Ah I didn't notice before but aircraft data was no longer being logged. Fixed this one by replacing [[ -n "$INFLUXDBURL" ]] with [ -n "$INFLUXDBURL" ] || [ -n "$ENABLE_PROMETHEUS" ] in /etc/services.d/readsb/run. However, I'd prefer an option to turn off logging of aircraft data while keeping all the statistical data. Also, now getting
[readsb] 2021/11/14 21:21:57 Beast TCP output: Unable to send data, disconnecting: 192.168.0.10 port 39636 (fd 17, SendQ 19614)
at random intervals from 6 seconds to several minutes. The port changes every time, in the range of about 37000 to 48000 as far as I've seen. The IP is the server running influxdb/adsbx/tar1090. This might be a network issue on my end dropping the connection?
I'm seeing the same connection refused messages using the image mikenye/readsb-protobuf:v4.0.2.
[telegraf_vrs_connector] 2021/11/24 23:43:25 socat[8040] E connect(5, AF=2 127.0.0.1:33333, 16): Connection refused
however I didn't succeed in getting that metrics page served :(
@visibilityspots you can fix that message by either doing the manual fix mentioned above or by explicitly setting the VRS port environment variable in your docker compose file.
yet I'm wondering what that VRS port should be?
Should be the same as the error message, 33333
perfect, prometheus works only got this error message at the beginning;
[telegraf] 2021-12-10T22:08:01Z E! [inputs.exec] Error in plugin: metric parse error: expected field at 72:31: "polar_range,bearing=71 range= 1639174080000000000"
and from time to time this time out;
[telegraf] 2021-12-11T03:14:09Z E! [inputs.exec] Error in plugin: exec: command timed out for command 'bash /scripts/telegraf_input_autogain.sh':
@rpatel3001 I'm wondering if you perhaps already translated the influxdb grafana dashboard to a prometheus based one and are willing to share that json code? I've got the obvious grafs already but need to figure out the ones with calculations :)
the first one is expected for a short time after container startup as per #21 (comment)
the second can be fixed similarly to my fix in the first post, insert timeout = "10s" at the end of /etc/telegraf/telegraf.d/inputs_file_autogain.conf and then killing telegraf. Note that this has to be done every time the container is restarted.
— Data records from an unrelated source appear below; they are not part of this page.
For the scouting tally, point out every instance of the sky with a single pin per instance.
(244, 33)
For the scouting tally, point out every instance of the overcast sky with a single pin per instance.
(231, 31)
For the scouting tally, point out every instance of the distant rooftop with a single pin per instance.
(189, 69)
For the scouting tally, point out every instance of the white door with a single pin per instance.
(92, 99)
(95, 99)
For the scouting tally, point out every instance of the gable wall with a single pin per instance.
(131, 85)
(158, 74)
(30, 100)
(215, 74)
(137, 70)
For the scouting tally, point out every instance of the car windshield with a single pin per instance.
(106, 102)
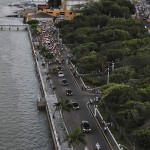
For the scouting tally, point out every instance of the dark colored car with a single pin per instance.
(75, 105)
(64, 82)
(86, 127)
(59, 68)
(69, 92)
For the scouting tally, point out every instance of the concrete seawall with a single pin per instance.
(44, 95)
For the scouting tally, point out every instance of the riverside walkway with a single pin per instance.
(5, 27)
(57, 125)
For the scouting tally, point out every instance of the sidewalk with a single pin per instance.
(60, 127)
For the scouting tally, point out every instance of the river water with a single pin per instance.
(22, 126)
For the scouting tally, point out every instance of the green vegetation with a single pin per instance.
(105, 32)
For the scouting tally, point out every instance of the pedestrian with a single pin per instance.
(105, 129)
(91, 101)
(82, 88)
(53, 116)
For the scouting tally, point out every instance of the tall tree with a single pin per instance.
(76, 137)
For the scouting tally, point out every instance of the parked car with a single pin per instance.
(86, 127)
(64, 82)
(75, 105)
(69, 92)
(59, 68)
(60, 74)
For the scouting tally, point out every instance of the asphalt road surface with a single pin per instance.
(73, 119)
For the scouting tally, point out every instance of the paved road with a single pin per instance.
(73, 119)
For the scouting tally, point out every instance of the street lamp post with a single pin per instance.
(113, 66)
(108, 76)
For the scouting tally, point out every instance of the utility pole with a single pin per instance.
(113, 66)
(108, 76)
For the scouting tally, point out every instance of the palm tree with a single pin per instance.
(63, 104)
(76, 137)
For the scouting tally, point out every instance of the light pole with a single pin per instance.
(113, 66)
(108, 76)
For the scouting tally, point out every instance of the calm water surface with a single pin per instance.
(22, 126)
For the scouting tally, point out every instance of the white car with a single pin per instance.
(60, 74)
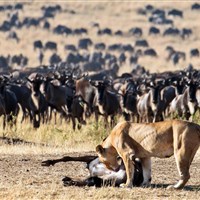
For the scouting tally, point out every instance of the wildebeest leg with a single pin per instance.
(4, 122)
(146, 168)
(69, 158)
(73, 123)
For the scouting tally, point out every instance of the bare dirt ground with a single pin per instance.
(23, 177)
that explains thanks for the pointer! I've uploaded my version of the prometheus based grafana dashboard, could be used as a template to create an official one maybe @mikenye? I'll delete mine once there is an approved mikenye one ;)
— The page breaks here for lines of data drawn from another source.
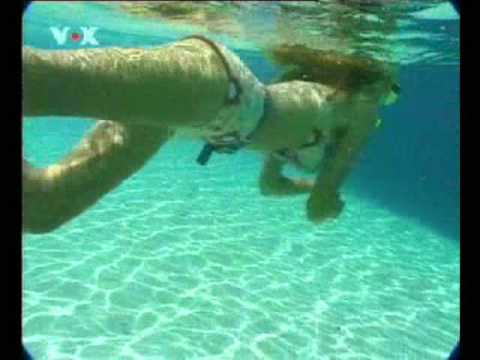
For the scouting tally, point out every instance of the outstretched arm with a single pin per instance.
(273, 183)
(324, 201)
(110, 154)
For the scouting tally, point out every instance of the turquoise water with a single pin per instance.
(190, 262)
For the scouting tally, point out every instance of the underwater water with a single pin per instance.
(189, 262)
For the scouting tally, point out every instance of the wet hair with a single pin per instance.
(349, 73)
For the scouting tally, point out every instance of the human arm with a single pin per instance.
(108, 155)
(180, 84)
(324, 201)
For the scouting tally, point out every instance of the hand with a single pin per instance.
(324, 205)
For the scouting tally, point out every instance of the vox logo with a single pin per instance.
(86, 35)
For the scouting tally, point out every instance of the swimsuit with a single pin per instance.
(309, 156)
(235, 122)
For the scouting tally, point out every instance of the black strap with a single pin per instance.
(232, 79)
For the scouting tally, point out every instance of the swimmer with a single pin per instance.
(199, 88)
https://grafana.com/grafana/dashboards/15377
I also adapted the existing InfluxDB v1 dashboard, a little further from the original than yours. JSON here: https://gist.github.com/rpatel3001/a703c6b70863ab29eea2af7a8196920a
I never was able to get the radar graph working for max range.
@rpatel3001 that gist is still using influx as a datasource?
@visibilityspots ah sorry, didn't fully read your question I guess. I'm using InfluxDB V2 to pull in the prometheus formatted data, not prometheus itself. The published dashboard uses Influx DB V1, which is incompatible with V2; my dashboard is modified to use V2.
[telegraf_vrs_connector] 2022/02/15 22:01:56 socat[427] E connect(5, AF=2 127.0.0.1:33333, 16): Connection refused
I am getting this issue when the container starts. I have READSB_NET_VRS_PORT=33333
set, but I still get the same error.
EDIT: Ignore, its working fine. It only throws an error once at startup.